うお座
ポワポワを見守る

ただ頑張ることより大切なこと
今週のうお座は、ジャズのセッションのごとし。あるいは、なんとなくいい音を奏でられるように、相手や周囲と関わっていこうとするような星回り。
キリスト教思想研究者である柳澤田実は、『ディスポジション:配置としての世界』に収録された論文「馬に乗るように、ボールに触れ、音を奏でるように、人と関わる」の中で、「世界は配置(disposition)であり、人間は自らを取りまく配置によってたえず態勢づけられている(disposed)」という言い方で、「世界を認識主体の構成物あるいは表象として捉える近代的な世界観」を相対化するために「配置(disposition)」的に世界を理解していくというアプローチを提唱しています。
それは「意識や主体に先行/潜行する世界を、しかも意識や主体をも包摂しつつ先在/潜在するその世界を、認めるという態度」から出発しており、それでいてあらゆる「主体」を単に無効化し、「何でもあり」な相対主義や、非人間主義的な思想に帰着しようとするのではなく、「①身体から独立した自己意識の優位、②心の私秘性、そして③効率化優先の自然科学的な世界観」を批判しつつ、非人称的な「うまくいく(going well)」が成り立つとき、そこで一体何が起こっているのかを明らかにする試みなのだ、と。
「うまくいく」ための関わりには、「調和」や「統一」といった強い概念を使った説明は不自然であり、むしろ理性的判断や“高い意識”に還元されることのない微妙な調整を実現している「配慮」や「気配り」のようなものが欠かせず、柳澤はそこにこれまでの強い概念体系では捉えられなかった「幸福な倫理の可能性」があるのではないかと述べています。
8月4日にうお座から数えて「流儀」を意味する6番目のしし座で新月を迎えていく今週のあなたもまた、自己自身の固有性を心のうちにばかり求めるのではなく、むしろ微妙な配置の仕方やその調整においてこそ求めていくべし。
「在る」と「成る」
例えば、ドラマとは本来あらかじめ用意された劇場や台本によって成り立つものでは決してありません。
ドラマが演じられると、そこが劇場になり、しゃべった言葉が台本になって続きが書かれていく。
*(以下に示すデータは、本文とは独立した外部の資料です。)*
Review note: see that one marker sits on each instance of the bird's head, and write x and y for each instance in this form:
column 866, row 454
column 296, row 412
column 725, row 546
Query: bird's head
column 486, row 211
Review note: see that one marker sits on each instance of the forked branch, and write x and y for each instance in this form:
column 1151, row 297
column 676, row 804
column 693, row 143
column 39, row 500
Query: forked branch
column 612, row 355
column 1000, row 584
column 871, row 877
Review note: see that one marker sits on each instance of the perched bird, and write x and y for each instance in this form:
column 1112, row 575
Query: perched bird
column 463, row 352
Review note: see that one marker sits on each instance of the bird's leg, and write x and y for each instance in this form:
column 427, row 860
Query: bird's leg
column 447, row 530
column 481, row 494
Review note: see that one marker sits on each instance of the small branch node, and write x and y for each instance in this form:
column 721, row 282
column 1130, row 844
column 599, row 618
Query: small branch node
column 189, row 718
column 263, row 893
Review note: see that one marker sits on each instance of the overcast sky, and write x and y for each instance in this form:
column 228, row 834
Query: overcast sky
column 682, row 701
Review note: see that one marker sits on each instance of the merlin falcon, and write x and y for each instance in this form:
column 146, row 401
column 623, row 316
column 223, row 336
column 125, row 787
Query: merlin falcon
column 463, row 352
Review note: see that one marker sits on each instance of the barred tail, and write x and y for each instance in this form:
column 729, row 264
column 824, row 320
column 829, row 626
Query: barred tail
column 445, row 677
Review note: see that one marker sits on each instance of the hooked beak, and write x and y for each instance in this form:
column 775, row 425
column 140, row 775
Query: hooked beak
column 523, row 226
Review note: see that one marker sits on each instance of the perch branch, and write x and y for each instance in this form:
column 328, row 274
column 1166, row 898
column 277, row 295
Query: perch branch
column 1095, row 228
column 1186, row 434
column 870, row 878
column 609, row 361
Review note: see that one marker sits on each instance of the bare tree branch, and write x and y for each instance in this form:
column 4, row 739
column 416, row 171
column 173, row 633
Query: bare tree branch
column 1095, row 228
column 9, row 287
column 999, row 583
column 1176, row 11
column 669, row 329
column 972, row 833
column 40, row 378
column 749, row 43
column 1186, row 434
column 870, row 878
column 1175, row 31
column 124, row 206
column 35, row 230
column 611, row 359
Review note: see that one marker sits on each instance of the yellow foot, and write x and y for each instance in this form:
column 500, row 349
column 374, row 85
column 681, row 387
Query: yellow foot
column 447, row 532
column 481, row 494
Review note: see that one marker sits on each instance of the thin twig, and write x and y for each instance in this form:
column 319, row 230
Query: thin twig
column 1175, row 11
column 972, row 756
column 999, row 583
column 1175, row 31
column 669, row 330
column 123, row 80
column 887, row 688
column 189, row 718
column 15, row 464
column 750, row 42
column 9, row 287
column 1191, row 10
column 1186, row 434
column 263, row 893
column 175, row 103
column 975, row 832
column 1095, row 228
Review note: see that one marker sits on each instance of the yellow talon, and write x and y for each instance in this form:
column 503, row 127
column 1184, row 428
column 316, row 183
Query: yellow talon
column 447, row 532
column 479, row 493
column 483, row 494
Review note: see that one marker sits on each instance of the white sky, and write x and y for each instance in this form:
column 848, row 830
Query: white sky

つまり、ドラマというのはすでに用意された正解のようにして「在る」ものではなく、あるとき不意に「成る」ことで起きてしまうものなのです。
逆に言えば、劇場になりたがっている街へおもむき、そこでドラマになりかかっている現実のポワポワした部分に光を当て、そっと言葉に乗せていくとき、何でもなかった日常がドラマに成っていく、ということでもあります。
問題が起きるとすれば、そうした「成る」プロセスをしばしば私たちが邪魔してしまう、ということなのではないでしょうか。今週のうお座もまた、そういう場面で、できるだけ日常の邪魔をせず、己を空しくしていくことがテーマとなっていきそうです。